This is unrelated to the issue you are having with your specific instance of unbound.

Unbound isn't blocking the domain, and neither is Pi-hole. Unbound is unable to authenticate the DNSSEC signature of the domain, and thus returns BOGUS.

The domain has a valid DNSSEC signature (as evidenced by the fact that others can resolve the domain using unbound). That leave us to figure out why your local instance of unbound cannot resolve it.

There are additional tools available, but will require some study of the various outputs.

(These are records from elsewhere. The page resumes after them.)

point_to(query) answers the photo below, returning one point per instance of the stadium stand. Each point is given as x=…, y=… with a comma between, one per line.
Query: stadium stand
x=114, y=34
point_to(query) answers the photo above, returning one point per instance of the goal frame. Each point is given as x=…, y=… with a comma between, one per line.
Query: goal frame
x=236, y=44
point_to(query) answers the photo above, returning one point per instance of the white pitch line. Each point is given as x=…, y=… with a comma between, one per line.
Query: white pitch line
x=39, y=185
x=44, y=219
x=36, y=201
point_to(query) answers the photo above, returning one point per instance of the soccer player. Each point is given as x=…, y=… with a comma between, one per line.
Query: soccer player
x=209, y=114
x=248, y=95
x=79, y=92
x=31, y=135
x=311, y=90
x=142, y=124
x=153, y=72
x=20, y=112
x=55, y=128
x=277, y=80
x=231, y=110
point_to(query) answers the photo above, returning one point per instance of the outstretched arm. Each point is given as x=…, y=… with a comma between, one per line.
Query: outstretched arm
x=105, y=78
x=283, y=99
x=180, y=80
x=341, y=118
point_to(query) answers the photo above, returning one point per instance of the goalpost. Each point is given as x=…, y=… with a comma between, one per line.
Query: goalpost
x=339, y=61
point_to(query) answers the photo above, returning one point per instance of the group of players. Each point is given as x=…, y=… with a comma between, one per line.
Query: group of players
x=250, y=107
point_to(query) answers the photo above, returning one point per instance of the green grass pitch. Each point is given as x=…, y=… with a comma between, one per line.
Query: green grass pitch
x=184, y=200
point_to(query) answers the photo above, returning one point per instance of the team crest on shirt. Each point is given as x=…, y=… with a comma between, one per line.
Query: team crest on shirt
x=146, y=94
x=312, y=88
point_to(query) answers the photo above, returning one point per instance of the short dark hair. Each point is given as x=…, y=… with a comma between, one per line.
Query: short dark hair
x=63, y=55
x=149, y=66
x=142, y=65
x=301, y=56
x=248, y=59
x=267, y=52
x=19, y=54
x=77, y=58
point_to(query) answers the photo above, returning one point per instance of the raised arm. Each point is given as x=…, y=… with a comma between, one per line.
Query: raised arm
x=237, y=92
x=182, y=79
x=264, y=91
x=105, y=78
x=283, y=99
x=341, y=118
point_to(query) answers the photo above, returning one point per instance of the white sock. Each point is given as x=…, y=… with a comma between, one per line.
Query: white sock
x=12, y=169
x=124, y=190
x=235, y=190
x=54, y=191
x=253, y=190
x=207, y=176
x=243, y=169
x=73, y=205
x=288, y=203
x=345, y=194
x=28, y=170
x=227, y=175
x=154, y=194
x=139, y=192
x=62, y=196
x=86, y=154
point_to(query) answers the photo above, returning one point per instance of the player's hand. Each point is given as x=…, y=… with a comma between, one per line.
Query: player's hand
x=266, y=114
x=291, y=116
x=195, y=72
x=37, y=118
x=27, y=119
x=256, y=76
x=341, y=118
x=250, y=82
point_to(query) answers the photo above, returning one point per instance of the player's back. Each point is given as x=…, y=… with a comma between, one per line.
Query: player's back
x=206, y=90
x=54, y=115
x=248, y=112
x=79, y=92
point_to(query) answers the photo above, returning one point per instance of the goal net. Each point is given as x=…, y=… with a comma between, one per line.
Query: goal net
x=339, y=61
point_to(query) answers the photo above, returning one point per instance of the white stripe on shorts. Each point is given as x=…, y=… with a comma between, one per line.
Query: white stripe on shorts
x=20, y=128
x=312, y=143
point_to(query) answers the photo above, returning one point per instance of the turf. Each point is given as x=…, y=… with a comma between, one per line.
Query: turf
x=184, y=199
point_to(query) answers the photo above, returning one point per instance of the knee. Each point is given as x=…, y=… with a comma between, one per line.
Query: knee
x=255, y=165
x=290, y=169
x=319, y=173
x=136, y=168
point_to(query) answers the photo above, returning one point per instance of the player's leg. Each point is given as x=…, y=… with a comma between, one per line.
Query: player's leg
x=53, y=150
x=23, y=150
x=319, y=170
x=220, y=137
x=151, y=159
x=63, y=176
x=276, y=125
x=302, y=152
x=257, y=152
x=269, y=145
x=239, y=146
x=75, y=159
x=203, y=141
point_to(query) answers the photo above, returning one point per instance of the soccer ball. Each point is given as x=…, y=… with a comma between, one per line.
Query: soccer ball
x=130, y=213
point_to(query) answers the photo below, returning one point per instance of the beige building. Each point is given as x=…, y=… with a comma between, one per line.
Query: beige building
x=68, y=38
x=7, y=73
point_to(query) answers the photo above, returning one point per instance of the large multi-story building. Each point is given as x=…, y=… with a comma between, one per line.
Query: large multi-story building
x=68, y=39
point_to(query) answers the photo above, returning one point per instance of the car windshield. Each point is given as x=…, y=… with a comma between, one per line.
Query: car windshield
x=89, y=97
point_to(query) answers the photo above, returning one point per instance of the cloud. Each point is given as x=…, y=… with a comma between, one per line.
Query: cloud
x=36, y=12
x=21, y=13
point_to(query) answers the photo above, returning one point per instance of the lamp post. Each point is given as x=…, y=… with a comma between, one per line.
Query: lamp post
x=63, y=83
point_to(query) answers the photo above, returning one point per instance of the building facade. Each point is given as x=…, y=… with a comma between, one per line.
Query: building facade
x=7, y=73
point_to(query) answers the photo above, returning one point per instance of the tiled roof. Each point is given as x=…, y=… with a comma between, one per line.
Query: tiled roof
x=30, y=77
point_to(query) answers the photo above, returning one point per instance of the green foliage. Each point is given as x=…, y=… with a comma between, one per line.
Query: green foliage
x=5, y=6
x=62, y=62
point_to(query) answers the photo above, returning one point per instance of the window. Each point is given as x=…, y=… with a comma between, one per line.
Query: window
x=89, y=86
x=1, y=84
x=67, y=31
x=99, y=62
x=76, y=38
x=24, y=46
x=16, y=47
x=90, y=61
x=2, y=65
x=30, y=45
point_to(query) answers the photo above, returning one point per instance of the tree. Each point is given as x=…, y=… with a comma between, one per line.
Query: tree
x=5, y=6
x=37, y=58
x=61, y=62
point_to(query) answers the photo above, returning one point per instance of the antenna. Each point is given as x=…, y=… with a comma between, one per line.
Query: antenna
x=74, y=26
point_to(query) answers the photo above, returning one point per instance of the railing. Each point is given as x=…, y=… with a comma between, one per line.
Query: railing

You can raise the verbosity of your unbound install to 5, query unbound directly for resolution of the domain, and then compare your log output to the output of a separate install of unbound that is able to resolve the domain. This online tool uses unbound and will show you the details of the log for that domain:

https://unboundtest.com

Select the A query type, type in your domain and hit query. The output will look something like this (just the first bit shown here):

Query results for A api.met.no

Response:
;; opcode: QUERY, status: NOERROR, id: 28876
;; flags: qr rd ra; QUERY: 1, ANSWER: 2, AUTHORITY: 0, ADDITIONAL: 1

;; OPT PSEUDOSECTION:
; EDNS: version 0; flags: do; udp: 1232

;; QUESTION SECTION:
;api.met.no.	IN	 A

;; ANSWER SECTION:
api.met.no.	0	IN	A	157.249.81.141
api.met.no.	0	IN	RRSIG	A 10 3 300 20241212114207 20241112114207 488 met.no. mMuBn8XLCD9NBQEquN9xFFUL94tbjaKRfm1Ww52SnFrkwb9U1j30EJQhQziEesS2zQpy34g+PpndqAxZ6jUEN2aFAVsBmfXVBhUqx+1U3hsCuXsNaFCt1KtgzTXwdpt1wwu7XUEUYVojGHmYpEea1lXypuM1unM/I48CNRw9fYvE6adIPMC+HCrOPlF7KBxU3+NMb3tpviSZIlBR/JKAuNAyG3Hnnx/JTY9kix/NvQcdpV+3I/S2BIXU8FooLacZ1jHjdXWsy3M1MdDWd/6sqB65kPAor0w/tMkLj1QVtKCVgOoey6WXTga/M9nmoBhbBVbR/QXM9zDtPh6ULSGcJQ==

----- Unbound logs -----
Nov 12 15:41:09 unbound[9960:0] debug: creating udp6 socket ::1 1053
Nov 12 15:41:09 unbound[9960:0] debug: creating tcp6 socket ::1 1053
Nov 12 15:41:09 unbound[9960:0] debug: creating udp4 socket 127.0.0.1 1053
Nov 12 15:41:09 unbound[9960:0] debug: creating tcp4 socket 127.0.0.1 1053
Nov 12 15:41:09 unbound[9960:0] debug: chdir to .
Nov 12 15:41:09 unbound[9960:0] debug: switching log to stderr
Nov 12 15:41:09 unbound[9960:0] debug: module config: "validator iterator"
Nov 12 15:41:09 unbound[9960:0] notice: init module 0: validator
Nov 12 15:41:09 unbound[9960:0] debug: validator nsec3cfg keysz 1024 mxiter 150
Nov 12 15:41:09 unbound[9960:0] debug: validator nsec3cfg keysz 2048 mxiter 150
Nov 12 15:41:09 unbound[9960:0] debug: validator nsec3cfg keysz 4096 mxiter 150
Nov 12 15:41:09 unbound[9960:0] notice: init module 1: iterator
Nov 12 15:41:09 unbound[9960:0] debug: target fetch policy for level 0 is 3
Nov 12 15:41:09 unbound[9960:0] debug: target fetch policy for level 1 is 2
Nov 12 15:41:09 unbound[9960:0] debug: target fetch policy for level 2 is 1
Nov 12 15:41:09 unbound[9960:0] debug: target fetch policy for level 3 is 0
Nov 12 15:41:09 unbound[9960:0] debug: target fetch policy for level 4 is 0

Note also that we aren't unbound experts here. We have a guide for unbound and many of us use unbound, but that's generally where our expertise ends.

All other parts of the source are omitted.